The probability of earthquakes appears to be increasing, and with it changes to the earth's topography. innovations-report continuously publishes new information in the form of reports that cover issues such as whether climate change might play a role or if these are incidents that can't be controlled by man, or whether an early-warning detection system for earthquakes based on topology monitoring is really feasible to allow authorities to warn the public not only minutes, but hours or even days in advance.
Apart from earthquakes and topography, the subject of climate change and its impact on flora, fauna, man and the earth's topography are the focus of research activities and public discourse.

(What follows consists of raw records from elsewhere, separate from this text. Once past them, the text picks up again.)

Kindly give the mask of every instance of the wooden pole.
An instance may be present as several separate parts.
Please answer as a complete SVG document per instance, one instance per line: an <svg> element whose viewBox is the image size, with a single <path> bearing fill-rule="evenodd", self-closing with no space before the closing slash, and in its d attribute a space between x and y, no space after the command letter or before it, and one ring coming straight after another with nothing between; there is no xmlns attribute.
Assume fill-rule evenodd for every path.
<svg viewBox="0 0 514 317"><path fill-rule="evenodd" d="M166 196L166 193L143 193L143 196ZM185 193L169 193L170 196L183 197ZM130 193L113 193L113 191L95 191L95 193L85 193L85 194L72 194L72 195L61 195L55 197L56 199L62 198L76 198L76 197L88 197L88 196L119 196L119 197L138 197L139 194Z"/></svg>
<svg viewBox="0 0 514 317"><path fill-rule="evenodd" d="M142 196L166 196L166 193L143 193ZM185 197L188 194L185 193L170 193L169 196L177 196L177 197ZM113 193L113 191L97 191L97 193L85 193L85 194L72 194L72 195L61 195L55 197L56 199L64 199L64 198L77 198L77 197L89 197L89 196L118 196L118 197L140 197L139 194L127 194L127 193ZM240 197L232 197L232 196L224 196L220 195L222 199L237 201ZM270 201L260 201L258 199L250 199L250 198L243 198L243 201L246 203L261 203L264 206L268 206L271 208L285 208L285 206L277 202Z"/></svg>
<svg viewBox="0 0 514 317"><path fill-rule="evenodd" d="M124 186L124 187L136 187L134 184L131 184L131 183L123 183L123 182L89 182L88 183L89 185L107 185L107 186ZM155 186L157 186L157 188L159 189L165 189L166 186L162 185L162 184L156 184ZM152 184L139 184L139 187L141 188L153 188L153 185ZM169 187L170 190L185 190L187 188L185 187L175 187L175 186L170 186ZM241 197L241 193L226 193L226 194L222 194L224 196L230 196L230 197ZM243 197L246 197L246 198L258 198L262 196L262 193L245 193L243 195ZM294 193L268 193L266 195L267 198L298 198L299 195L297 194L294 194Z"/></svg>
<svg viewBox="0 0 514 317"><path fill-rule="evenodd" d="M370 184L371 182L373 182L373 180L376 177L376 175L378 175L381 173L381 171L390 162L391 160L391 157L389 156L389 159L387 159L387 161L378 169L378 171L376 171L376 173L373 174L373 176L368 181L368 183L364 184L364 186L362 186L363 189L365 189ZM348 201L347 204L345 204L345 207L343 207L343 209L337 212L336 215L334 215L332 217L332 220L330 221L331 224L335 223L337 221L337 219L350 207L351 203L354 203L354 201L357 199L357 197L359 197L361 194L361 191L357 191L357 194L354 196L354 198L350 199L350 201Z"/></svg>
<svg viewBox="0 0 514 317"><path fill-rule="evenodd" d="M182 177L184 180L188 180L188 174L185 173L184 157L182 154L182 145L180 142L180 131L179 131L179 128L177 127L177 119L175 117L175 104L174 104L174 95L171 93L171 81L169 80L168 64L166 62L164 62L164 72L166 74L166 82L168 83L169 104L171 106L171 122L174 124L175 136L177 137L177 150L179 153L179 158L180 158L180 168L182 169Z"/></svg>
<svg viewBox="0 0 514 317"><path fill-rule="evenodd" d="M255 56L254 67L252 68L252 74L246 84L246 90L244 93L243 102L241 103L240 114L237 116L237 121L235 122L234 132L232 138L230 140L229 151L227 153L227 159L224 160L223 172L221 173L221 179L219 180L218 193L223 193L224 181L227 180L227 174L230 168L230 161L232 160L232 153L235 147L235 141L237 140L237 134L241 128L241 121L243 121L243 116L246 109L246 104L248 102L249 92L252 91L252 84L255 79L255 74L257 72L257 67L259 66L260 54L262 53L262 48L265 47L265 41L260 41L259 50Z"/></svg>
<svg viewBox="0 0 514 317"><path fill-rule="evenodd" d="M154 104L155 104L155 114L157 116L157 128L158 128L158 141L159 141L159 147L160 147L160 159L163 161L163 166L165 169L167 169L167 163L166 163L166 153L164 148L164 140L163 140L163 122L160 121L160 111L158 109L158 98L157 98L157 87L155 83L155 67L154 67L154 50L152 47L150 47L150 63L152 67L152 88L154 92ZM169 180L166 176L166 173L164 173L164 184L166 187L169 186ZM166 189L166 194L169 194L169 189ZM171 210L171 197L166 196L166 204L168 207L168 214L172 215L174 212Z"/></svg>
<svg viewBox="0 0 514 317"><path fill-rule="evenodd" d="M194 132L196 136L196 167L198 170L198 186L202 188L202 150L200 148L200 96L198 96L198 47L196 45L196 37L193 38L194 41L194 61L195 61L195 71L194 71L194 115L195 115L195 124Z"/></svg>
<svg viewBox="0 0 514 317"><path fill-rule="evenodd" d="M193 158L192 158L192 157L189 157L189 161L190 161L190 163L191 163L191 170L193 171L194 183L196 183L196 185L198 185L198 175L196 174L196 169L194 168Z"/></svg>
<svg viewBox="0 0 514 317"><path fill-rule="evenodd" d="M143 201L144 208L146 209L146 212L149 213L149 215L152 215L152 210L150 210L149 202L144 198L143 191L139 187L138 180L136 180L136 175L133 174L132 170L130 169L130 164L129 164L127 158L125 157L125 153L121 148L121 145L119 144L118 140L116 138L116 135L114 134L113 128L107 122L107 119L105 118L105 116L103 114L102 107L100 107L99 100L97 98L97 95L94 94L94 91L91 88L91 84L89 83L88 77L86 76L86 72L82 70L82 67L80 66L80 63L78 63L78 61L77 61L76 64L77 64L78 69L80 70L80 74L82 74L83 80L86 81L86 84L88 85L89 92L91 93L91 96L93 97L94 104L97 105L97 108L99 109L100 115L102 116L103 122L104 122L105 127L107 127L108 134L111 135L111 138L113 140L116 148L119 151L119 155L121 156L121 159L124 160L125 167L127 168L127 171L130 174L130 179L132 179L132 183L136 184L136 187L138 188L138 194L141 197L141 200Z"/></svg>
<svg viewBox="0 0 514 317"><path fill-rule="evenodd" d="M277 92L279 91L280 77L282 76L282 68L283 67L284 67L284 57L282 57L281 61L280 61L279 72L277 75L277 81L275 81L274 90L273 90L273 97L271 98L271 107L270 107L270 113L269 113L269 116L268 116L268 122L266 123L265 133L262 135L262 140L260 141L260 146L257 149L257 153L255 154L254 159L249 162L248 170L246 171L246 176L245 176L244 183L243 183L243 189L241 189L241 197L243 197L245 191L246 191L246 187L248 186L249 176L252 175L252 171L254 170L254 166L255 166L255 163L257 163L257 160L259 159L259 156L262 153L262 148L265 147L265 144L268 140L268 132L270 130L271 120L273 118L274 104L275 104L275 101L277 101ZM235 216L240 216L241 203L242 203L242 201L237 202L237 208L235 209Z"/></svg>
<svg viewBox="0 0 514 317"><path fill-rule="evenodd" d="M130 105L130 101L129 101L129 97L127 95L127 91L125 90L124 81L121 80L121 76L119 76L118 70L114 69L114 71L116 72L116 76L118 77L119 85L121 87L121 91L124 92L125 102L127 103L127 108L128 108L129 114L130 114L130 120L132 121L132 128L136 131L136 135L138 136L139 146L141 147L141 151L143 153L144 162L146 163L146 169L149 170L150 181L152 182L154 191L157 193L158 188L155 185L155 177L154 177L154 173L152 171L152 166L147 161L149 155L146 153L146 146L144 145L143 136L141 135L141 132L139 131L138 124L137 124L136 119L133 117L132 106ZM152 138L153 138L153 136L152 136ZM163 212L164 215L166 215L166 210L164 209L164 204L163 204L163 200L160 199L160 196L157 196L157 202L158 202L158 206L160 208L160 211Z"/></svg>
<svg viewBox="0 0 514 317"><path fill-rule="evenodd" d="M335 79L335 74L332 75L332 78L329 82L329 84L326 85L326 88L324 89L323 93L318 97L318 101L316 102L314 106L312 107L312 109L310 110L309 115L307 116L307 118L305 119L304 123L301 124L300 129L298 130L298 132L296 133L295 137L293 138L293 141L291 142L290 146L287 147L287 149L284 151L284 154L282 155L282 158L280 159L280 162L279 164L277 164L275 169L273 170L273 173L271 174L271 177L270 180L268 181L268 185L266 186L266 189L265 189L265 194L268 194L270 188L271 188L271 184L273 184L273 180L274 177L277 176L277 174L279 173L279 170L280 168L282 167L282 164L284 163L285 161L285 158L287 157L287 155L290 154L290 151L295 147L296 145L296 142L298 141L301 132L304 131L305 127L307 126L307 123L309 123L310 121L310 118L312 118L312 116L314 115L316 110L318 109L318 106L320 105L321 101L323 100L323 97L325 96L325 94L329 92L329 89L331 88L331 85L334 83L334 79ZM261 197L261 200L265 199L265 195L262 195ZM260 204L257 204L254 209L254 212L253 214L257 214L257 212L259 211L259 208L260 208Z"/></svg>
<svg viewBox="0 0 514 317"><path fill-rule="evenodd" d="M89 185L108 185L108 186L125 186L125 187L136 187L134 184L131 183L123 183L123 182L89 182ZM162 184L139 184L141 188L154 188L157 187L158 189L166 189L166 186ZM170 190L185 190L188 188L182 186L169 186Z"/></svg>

Scientists and researchers are gathering at numerous international conferences to discuss the issue of impeding or limiting climate change in order to safeguard existing habitats and the earth's topography. While some experts are preaching that climate change is uncontainable, others assume that climate change is a natural cycle. Still others are calling for the industrial nations to immediately capitulate with respect to CO2 emissions as a means to contain climate change. innovations-reports offers readers various viewpoints with respect to climate change and its impact on the environment. innovations-report also continuously publishes new opinions from researchers and scientists on the subject of climate change, as well as findings from the fields of earthquake and topography research.
innovations-report.com provides always up-to-date earth sciences reports covering climate change, earthquakes and topography. In order to supply readers with the latest substantiated scientific information, innovations-report continuously updates abstracts from research papers or press releases on the subject of earthquakes, climate change and topography .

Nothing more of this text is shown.